Komenda Powiatowa Policji w Sandomierzu nie chce prowadzić postępowania związanego z potrąceniem przez starostę Marcina Piwnika dwóch mężczyzn na przejściu dla pieszych. – W związku z tym szef miejscowej jednostki wystąpił do Komendanta Wojewódzkiego Policji o przekazanie tej sprawy innej komendzie – informuje Damian Janus z Komendy Wojewódzkiej Policji W Kielcach.
Jak tłumaczy, chodzi o zachowanie transparentności. W tej sprawie nikt nie ma postawionych zarzutów. Decyzja komendanta o tym, kto wyjaśni przebieg zdarzenia powinna zapaść w najbliższym czasie.
Do zdarzenia doszło w ostatnią sobotę, przed godziną 18:00. W rejonie przejścia dla pieszych, 38-letni kierowca potrącił dwie osoby, które zostały zabrane do szpitala.

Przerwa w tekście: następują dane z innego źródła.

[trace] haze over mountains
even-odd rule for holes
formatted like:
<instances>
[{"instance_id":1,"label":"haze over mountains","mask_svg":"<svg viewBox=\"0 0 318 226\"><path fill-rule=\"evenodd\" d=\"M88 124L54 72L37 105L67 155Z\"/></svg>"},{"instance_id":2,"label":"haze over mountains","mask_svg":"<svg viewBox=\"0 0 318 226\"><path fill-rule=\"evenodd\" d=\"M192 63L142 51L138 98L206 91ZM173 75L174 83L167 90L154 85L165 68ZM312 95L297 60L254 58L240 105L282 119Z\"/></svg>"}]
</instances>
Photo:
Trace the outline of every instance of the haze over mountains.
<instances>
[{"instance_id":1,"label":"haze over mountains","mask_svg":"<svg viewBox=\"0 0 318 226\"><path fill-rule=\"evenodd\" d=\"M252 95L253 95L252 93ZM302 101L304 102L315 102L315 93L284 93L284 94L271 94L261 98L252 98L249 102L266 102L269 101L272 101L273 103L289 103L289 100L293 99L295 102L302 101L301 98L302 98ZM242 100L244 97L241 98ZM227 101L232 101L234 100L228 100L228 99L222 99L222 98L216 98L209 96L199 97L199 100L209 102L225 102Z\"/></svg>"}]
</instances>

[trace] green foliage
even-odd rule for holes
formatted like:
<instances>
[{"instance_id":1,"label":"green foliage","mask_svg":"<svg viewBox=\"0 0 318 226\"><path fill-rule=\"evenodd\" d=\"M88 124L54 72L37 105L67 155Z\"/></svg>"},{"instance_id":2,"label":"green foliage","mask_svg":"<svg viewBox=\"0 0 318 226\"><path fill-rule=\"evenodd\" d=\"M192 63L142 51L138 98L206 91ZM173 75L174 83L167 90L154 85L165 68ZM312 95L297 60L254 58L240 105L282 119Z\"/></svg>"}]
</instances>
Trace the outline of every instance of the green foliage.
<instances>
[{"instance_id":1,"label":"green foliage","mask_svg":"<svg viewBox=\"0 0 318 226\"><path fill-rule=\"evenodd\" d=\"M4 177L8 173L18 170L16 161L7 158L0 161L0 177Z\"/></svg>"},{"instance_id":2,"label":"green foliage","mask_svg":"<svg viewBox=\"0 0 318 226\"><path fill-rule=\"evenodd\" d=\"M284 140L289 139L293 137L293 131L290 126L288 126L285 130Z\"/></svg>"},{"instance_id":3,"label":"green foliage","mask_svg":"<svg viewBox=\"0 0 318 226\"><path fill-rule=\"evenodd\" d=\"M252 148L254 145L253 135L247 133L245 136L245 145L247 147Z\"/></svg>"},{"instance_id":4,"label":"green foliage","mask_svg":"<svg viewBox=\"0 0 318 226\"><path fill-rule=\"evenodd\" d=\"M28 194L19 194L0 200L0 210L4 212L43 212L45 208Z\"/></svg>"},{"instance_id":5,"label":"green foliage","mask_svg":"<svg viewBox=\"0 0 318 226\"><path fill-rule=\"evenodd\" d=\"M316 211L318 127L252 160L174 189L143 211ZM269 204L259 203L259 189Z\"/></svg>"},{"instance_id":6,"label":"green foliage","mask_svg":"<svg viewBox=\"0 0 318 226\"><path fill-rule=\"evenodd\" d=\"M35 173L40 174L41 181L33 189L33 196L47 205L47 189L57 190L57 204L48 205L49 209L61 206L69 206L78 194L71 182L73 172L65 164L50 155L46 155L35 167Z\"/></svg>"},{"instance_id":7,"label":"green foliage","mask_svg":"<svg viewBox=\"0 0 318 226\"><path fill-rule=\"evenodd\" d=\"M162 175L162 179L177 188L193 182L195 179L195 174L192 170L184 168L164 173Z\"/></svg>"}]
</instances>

Z ustaleń śledczych wynika, że kierowca pojazdu był trzeźwy. Nie był także pod wpływem narkotyków.
Kwestią sporną jest to, czy jeden z pokrzywdzonych poddał się badaniu alkomatem czy nie. Funkcjonariusze twierdzą, że odmówił on podejścia do kontroli stanu trzeźwości. Poszkodowany mężczyzna, który skontaktował się z naszą redakcją mówi z kolei, że 4-krotnie próbował „dmuchnąć” do urządzenia, jednak ze względu na stan zdrowia ta czynność nie powiodła się. Po komentarzu policjantów, mężczyzna odmówił dalszych czynności i zaproponował badanie krwi. Do tego jednak nie doszło. Jak wynika z ustaleń, drugi pokrzywdzony był trzeźwy.
W poniedziałek starosta sandomierski tłumaczył Radiu Kielce, że nie wie jak do doszło do wypadku i w jego opinii, przyczyną była chwila nieuwagi.